Select which model to run, and choose all the samples for which you want to predict the emotion. You can listen to each sample in the above cell.

In [None]:
#@title Classify Data

model = "individual_gradientboosting" #@param ["individual_gradientboosting", "individual_randomforest", "individual_extratrees", "big4_gradientboosting", "love_disgust"]
sample_1 = True #@param {type:"boolean"}
sample_2 = True #@param {type:"boolean"}
sample_3 = True #@param {type:"boolean"}
sample_4 = True #@param {type:"boolean"}

model_path = MODELS[model][0]
samples_idx = []
if sample_1:
  samples_idx.append(0)
if sample_2:
  samples_idx.append(1)
if sample_3:
  samples_idx.append(2)
if sample_4:
  samples_idx.append(3)


model_params = load_model(model_path)
for i in samples_idx:
  sample = audio_files[i]
  class_id, prob, classes = file_classification(sample, model_params)
  print("Sample {} prediction: {}".format(i+1, classes[int(class_id)]))

Sample 1 prediction: Amusement
Sample 2 prediction: Anger
Sample 3 prediction: Love
Sample 4 prediction: Hate


# Record and classify microphone audio emotion

Run the cell to start recording your microphone audio.
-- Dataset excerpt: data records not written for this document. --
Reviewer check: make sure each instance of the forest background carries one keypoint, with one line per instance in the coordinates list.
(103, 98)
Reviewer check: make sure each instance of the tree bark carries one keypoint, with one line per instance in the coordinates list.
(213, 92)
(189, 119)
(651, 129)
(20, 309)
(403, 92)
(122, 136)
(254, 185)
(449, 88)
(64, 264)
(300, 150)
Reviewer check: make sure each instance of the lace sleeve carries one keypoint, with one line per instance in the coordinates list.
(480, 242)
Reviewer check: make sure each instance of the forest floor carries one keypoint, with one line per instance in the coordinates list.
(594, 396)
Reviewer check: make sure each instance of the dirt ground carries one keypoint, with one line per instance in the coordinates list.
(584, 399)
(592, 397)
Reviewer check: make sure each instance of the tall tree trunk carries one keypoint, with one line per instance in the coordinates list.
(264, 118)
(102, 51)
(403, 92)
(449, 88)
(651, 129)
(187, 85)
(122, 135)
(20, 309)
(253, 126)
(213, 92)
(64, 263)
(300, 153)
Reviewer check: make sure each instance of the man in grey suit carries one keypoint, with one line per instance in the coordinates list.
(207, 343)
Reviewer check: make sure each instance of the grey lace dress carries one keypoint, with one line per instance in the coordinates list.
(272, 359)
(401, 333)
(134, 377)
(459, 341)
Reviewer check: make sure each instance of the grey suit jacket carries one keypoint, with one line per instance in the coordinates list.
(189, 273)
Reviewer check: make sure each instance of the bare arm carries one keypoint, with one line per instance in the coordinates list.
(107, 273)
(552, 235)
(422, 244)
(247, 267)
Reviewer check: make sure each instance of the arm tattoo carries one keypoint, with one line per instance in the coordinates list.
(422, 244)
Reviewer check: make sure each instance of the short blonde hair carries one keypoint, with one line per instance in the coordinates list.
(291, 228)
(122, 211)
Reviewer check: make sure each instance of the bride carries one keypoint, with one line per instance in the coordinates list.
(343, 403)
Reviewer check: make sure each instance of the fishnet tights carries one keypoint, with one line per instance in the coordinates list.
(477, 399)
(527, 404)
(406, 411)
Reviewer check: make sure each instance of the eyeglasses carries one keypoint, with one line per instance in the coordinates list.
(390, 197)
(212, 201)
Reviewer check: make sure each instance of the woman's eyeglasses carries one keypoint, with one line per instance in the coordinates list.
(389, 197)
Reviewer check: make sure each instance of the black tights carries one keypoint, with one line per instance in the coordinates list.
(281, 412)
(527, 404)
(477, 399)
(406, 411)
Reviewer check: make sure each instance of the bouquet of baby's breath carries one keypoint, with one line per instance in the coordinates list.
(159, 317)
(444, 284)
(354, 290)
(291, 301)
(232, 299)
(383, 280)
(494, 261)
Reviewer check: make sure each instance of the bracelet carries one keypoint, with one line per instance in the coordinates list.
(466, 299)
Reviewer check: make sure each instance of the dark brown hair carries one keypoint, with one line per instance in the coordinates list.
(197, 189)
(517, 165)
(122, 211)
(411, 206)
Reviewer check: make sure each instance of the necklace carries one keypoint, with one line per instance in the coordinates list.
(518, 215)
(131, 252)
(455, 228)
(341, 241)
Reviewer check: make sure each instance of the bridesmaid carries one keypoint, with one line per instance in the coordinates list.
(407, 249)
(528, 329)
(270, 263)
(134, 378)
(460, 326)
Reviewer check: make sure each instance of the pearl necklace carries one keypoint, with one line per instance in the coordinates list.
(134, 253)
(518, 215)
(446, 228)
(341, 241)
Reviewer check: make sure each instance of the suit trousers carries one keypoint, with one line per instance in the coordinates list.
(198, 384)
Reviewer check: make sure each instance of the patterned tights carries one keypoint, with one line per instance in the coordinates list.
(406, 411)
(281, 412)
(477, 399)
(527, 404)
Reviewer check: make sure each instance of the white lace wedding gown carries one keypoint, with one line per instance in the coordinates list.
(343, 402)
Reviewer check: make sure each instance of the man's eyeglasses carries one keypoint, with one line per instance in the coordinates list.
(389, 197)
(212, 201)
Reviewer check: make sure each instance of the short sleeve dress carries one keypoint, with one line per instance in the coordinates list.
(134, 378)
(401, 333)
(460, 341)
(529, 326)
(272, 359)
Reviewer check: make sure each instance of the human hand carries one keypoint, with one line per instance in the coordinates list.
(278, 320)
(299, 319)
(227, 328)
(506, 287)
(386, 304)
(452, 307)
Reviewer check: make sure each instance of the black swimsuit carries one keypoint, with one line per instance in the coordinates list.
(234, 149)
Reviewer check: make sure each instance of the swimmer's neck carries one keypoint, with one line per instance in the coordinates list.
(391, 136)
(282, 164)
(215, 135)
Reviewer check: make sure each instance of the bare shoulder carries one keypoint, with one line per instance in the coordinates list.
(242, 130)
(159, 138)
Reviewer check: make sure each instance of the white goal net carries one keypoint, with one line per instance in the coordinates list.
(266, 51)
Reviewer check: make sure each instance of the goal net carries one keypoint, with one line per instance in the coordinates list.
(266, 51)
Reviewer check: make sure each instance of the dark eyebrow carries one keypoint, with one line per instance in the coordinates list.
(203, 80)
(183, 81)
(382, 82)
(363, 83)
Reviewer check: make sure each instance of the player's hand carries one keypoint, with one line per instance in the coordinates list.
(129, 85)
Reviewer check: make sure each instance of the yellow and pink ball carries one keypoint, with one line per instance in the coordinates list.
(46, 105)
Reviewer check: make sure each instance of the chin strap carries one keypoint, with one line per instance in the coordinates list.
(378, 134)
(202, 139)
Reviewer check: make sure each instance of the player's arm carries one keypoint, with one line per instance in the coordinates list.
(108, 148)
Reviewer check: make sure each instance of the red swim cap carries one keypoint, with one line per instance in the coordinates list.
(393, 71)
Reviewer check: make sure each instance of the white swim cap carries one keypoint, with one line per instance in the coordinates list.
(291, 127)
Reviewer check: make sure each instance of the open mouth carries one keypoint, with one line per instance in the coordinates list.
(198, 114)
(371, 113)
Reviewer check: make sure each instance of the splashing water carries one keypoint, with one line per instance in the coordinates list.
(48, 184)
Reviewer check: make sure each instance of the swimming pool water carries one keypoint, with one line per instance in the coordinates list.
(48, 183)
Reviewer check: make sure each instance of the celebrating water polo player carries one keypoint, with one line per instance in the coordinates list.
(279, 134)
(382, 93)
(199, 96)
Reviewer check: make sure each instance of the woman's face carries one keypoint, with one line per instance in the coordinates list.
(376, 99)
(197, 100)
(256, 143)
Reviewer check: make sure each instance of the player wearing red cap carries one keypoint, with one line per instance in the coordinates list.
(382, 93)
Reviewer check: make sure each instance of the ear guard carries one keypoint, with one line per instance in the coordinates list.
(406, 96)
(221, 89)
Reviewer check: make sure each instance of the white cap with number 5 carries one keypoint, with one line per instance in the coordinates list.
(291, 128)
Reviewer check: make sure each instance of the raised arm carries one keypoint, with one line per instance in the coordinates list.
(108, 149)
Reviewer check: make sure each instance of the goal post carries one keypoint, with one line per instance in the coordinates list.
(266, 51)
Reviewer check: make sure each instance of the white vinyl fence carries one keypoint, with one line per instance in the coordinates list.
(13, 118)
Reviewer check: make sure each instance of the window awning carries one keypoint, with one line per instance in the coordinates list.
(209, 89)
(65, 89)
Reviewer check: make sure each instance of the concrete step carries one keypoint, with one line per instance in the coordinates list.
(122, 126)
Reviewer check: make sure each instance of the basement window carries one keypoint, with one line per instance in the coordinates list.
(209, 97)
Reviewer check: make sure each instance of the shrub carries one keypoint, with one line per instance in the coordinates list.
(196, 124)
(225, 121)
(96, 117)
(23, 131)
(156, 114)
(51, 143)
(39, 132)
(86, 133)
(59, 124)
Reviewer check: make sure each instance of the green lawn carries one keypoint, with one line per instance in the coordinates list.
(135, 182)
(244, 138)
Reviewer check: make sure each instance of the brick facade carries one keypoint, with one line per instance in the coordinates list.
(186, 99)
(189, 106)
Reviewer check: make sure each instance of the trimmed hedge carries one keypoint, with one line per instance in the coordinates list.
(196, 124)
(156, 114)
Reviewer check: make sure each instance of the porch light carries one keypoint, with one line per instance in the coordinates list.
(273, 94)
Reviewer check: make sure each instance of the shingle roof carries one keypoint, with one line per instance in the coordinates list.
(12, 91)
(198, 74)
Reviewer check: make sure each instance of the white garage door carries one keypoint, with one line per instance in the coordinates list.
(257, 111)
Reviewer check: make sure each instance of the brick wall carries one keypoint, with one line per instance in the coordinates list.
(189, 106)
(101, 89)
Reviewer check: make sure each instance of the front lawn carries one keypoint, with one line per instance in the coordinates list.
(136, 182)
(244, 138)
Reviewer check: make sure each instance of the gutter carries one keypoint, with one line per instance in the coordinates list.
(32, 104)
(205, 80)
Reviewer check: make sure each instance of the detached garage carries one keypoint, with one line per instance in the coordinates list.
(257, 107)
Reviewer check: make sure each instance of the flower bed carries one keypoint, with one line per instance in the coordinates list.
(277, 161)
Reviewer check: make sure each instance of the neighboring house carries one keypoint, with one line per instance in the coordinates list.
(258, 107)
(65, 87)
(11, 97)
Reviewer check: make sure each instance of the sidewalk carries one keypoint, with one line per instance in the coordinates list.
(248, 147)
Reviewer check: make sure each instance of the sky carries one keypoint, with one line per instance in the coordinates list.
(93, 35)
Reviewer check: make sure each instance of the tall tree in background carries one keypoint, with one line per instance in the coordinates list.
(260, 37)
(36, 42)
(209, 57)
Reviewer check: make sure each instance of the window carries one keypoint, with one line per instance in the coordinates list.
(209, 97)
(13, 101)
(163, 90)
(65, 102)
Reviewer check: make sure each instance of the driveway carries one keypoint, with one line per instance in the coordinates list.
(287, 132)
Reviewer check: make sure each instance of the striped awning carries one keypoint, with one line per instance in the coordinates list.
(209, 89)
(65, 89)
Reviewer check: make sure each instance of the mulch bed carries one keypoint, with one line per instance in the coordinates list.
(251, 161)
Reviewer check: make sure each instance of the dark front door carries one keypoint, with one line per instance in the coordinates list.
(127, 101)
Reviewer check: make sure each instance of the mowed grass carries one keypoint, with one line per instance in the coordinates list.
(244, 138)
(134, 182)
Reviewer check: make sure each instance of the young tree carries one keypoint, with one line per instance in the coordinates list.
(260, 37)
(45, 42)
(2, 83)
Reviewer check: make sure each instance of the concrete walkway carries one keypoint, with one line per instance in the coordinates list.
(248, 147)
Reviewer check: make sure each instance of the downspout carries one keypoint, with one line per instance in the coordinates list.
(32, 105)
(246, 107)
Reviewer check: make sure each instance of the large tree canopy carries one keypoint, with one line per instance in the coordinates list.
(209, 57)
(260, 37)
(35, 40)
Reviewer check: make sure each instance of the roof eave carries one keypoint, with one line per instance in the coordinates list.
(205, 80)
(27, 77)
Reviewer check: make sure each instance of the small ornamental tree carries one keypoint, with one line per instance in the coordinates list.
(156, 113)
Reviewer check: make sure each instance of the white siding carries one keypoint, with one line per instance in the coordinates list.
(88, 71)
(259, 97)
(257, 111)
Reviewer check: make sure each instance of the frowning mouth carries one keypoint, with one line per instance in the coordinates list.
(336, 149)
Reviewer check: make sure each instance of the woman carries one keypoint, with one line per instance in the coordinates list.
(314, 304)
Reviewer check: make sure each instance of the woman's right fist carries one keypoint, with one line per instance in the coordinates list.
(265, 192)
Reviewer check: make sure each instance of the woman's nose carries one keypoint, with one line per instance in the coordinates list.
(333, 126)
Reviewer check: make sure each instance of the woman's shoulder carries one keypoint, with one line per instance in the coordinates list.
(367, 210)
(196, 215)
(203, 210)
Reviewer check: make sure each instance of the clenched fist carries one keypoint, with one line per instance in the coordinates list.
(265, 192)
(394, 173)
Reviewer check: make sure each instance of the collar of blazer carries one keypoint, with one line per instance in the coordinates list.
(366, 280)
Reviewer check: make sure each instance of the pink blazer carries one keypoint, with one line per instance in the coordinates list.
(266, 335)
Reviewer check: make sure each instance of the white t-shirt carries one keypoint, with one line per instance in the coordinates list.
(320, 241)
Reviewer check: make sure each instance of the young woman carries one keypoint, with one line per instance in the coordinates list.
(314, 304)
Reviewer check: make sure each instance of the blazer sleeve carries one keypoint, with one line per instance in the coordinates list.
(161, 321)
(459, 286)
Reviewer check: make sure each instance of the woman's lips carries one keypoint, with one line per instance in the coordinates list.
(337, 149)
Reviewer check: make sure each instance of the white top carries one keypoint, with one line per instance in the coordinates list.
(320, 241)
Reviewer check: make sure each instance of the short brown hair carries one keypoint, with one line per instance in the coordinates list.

Once done, hit the button to stop recording and see selected models' predictions.

In [None]:
#@title Run Models
individual_gradientboosting = False #@param {type:"boolean"}
individual_randomforest = False #@param {type:"boolean"}
individual_extratrees = False #@param {type:"boolean"}
big4_gradientboosting = False #@param {type:"boolean"}
love_disgust = True #@param {type:"boolean"}


models_to_run = {
    'individual_gradientboosting': individual_gradientboosting,
    'individual_randomforest': individual_randomforest,
    'individual_extratrees': individual_extratrees,
    'big4_gradientboosting': big4_gradientboosting,
    'love_disgust': love_disgust,
}

record_and_classify(models_to_run)

love_disgust:
Disgust